Why this looks like a serious shift

]APT41 has a long history of mixing espionage and financially motivated operations, and security reporting has repeatedly linked the group to the Winnti malware family. The new Linux focus suggests the group continues to adapt toward modern enterprise infrastructure, where critical applications now run on cloud-hosted Linux instances rather than only on traditional endpoints.

The stealth choices in this campaign reinforce that point. Reports describe low-detection ELF malware, SMTP-based C2, and infrastructure intended to blend into expected regional or provider-themed traffic. That combination suggests the operators care about persistence and quiet data access more than immediate impact.

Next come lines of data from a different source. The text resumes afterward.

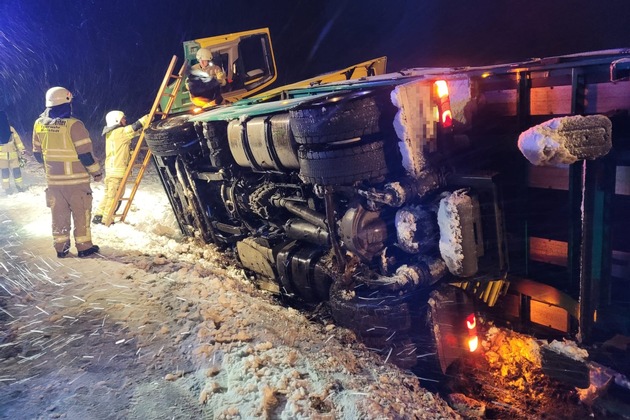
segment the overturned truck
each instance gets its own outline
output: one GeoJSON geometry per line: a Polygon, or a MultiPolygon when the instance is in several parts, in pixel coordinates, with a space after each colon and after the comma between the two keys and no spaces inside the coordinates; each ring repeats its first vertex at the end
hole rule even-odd
{"type": "Polygon", "coordinates": [[[627,328],[606,314],[630,299],[629,69],[610,50],[297,85],[145,138],[182,232],[445,371],[475,306],[584,342],[627,328]]]}

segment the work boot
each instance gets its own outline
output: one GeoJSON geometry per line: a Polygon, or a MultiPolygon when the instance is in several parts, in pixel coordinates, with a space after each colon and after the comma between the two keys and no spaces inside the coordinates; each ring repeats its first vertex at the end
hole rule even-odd
{"type": "Polygon", "coordinates": [[[57,251],[57,258],[66,258],[66,256],[68,255],[68,250],[65,251],[57,251]]]}
{"type": "Polygon", "coordinates": [[[66,245],[63,247],[63,251],[57,251],[57,258],[66,258],[68,252],[70,252],[70,246],[66,245]]]}
{"type": "Polygon", "coordinates": [[[92,245],[90,248],[83,251],[79,251],[79,258],[87,257],[88,255],[96,254],[99,250],[98,245],[92,245]]]}

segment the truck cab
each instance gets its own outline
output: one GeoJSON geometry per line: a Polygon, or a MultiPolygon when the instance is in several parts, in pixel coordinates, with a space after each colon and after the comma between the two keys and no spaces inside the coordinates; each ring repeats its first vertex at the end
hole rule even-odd
{"type": "MultiPolygon", "coordinates": [[[[184,77],[197,64],[196,55],[200,48],[212,51],[214,64],[220,66],[226,75],[227,83],[221,87],[221,94],[227,103],[254,95],[269,87],[277,78],[276,61],[267,28],[185,41],[184,77]]],[[[174,86],[175,83],[166,92],[172,93],[174,86]]],[[[179,84],[178,91],[173,94],[175,99],[170,114],[192,112],[195,108],[214,105],[195,104],[186,83],[179,84]]],[[[162,109],[166,108],[168,99],[168,96],[163,97],[160,104],[162,109]]]]}
{"type": "Polygon", "coordinates": [[[233,249],[262,288],[327,301],[386,360],[436,354],[445,372],[476,348],[477,304],[549,336],[626,330],[606,315],[626,302],[628,59],[389,74],[373,60],[171,120],[147,142],[185,234],[233,249]],[[549,121],[575,160],[519,149],[549,121]]]}

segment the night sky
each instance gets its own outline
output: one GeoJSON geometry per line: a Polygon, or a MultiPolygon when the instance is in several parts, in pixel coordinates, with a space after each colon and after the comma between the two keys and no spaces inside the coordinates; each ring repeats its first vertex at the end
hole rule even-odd
{"type": "Polygon", "coordinates": [[[625,48],[629,22],[628,0],[0,0],[0,107],[28,138],[61,85],[98,135],[111,109],[148,112],[183,41],[261,27],[279,86],[383,55],[396,71],[625,48]]]}

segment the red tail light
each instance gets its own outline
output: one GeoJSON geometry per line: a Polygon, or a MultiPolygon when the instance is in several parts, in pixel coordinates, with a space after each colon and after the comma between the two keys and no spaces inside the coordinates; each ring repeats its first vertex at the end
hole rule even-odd
{"type": "Polygon", "coordinates": [[[444,128],[453,125],[453,114],[451,113],[451,100],[448,94],[448,84],[445,80],[437,80],[434,83],[435,93],[438,99],[438,109],[440,112],[440,123],[444,128]]]}
{"type": "Polygon", "coordinates": [[[479,347],[479,337],[477,336],[477,318],[475,314],[466,317],[466,327],[468,329],[468,350],[473,353],[479,347]]]}

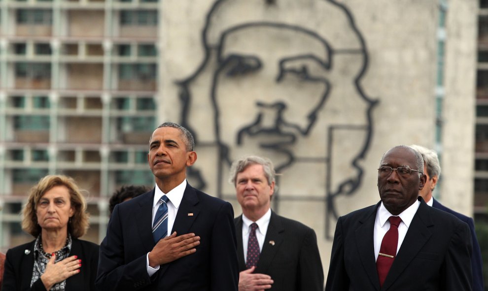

For defenders, this means endpoint scanning alone is not enough. Teams need visibility into metadata access, unusual outbound SMTP from non-mail workloads, and suspicious token use after a server compromise. That recommendation follows from the reported tradecraft and from the official cloud documentation on metadata services.

Attack summary

ItemReported detail
Threat actorAPT41 / Winnti
Malware typeLinux ELF backdoor
Main goalSteal cloud credentials
Target environmentsAWS, Google Cloud, Azure, Alibaba Cloud
Command channelSMTP-based C2 over port 25
Key defender concernMetadata token and credential theft

These details come from current public reporting on the campaign.

What security teams should do

  • Audit outbound SMTP from Linux workloads that are not supposed to send mail.
  • Require IMDSv2 on AWS where possible and review instance metadata settings.
  • Review which Azure workloads can request managed identity tokens and monitor for unusual token access patterns.
  • Hunt for unexpected access to local cloud credential files on Linux hosts. This step follows from the reported collection behavior.
  • Correlate server compromise alerts with unusual cloud API activity after the fact, especially role use from unfamiliar sources. This is an inference based on the reported credential theft objective.

FAQ

What is new about this APT41 campaign?

The main change is the focus on Linux cloud workloads and cloud credential theft, paired with an SMTP-based backdoor channel instead of more typical web-based C2.

Why are metadata services such a valuable target?

Because they can provide temporary credentials and identity tokens to workloads running on a cloud instance. If malware can access them locally, it may steal those credentials and use them elsewhere.

Does IMDSv2 solve the whole problem on AWS?

No. It improves metadata protection and AWS recommends it, but it does not remove risk from a fully compromised workload that can legitimately access the metadata service from inside the instance. That is an inference from AWS’s documentation and the reported malware behavior.

What should defenders look for first?

Start with unusual outbound SMTP from non-mail servers, suspicious metadata access, and cloud token use that appears after a Linux server compromise.